If “shocking” was what they were going for they failed miserably. Say what you want about MSNBC’s decision to give Alec Baldwin a talk show but at least he is shocking. It failed miserably but at least it got the general media to do a double take and garner much attention by outlets all over the US. CNN tried to package Morgan as shocking as well as respected, however he is neither. On second thought, maybe it would have been much better for the network if Morgan failed and got sacked in the first week and they decided to bring in someone with any semblance of respect and legitimacy.

In the end what we have is a hodgepodge of a lineup that is neither fully informative nor entertaining. A mostly agreeable Erin Burnett into a still successful “Anderson 360” into an unwatchable Morgan is an incredibly lopsided primetime lineup. Not only are you ostracizing your long time fact-driven constituents, but the product CNN put in place for their entertainment based news programing is widely regarded as a hack and not a very likeable person.

This all ultimately led to what we have today. CNN’s programing today has no idea what it wants to be. I have no idea what it wants to be. When Jeff Zucker came in last year I believe he did not know what they wanted to be.

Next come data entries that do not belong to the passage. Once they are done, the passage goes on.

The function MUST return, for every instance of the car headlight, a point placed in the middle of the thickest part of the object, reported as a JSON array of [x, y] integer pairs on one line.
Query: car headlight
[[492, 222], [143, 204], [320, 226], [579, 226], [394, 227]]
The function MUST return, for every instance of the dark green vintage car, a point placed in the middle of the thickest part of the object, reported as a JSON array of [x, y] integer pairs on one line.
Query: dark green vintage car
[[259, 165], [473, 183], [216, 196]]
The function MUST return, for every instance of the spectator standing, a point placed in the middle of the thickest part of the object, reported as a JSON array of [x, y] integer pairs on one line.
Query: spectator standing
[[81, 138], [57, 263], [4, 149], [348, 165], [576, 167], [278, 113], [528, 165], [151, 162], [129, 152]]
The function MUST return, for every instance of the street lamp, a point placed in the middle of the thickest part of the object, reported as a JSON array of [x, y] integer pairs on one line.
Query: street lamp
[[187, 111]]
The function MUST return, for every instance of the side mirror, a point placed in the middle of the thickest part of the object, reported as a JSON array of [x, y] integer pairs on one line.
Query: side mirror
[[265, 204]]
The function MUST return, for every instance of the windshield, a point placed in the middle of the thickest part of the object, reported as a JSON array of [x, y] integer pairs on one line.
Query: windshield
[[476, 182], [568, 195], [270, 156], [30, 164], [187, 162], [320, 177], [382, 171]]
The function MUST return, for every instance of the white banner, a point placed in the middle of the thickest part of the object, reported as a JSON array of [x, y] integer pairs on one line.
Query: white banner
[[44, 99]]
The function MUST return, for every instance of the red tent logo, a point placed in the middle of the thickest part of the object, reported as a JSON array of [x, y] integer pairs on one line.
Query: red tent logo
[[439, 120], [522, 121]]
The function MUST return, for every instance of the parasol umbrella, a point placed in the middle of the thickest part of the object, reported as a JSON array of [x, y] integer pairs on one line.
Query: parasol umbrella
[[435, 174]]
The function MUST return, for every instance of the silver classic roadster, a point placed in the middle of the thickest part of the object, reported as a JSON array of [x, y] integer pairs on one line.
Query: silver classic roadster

I personally thought the addition of Anthony Bourdain’s “Parts Unknown” to its weekend lineup was a great idea—boosting ratings through new entertainment based ventures on the weekends while still providing news based programs during the week. Adding to this by airing culturally relevant documentaries, I thought Zucker could become the genius behind merging the two worlds of entertainment and news, or at least have them coexist on the same network.

So when the news came in Monday that after almost a year of tinkering Zucker has concluded that a news channel cannot subsist on news alone, it was a hard pill for me to swallow. It was hard for me to digest that the airing of these programs over the weekend was only a test to see if it is viable for them to implement these types of programs during the week.

He wants a total shift in programming. In an interview with Capital New York he mentioned that he wants to squash the comparisons between CNN with MSNBC and Fox and attract “viewers who are watching places like Discovery and History and Nat Geo and A&E.”

If that is his long-term goal so be it. If the people want more “Ice Road Truckers” the people will get more “Ice Road Truckers.” Ultimately the marginalization of CNN will only hurt the knowledge of our country’s general public.

Idealist, sure. Nostalgist, probably. Both terms describe my want for a quality news program when I come home from work, but maybe it is I who is actually being out of touch. With the internet changing the way we view news and proving to be the real way to “Keep Them Honest” I guess who really needs a 24 hour unbiased news cycle station on TV?

Zucker is obviously not the one to blame. He did not hire Piers Morgan. He did not decide that gimmicky visuals were the way to go. All this and more led him to believe that the only way for CNN to survive is to change directions. He is a successful and smart businessman so I am sure he thinks this is what is best for the brand. Becoming a network that focuses more on unscripted shows and less on hard-hitting news seems to be CNN’s future—let’s just hope it includes more Morgan Spurlock “A Day in the Life” and less “American Pickers.”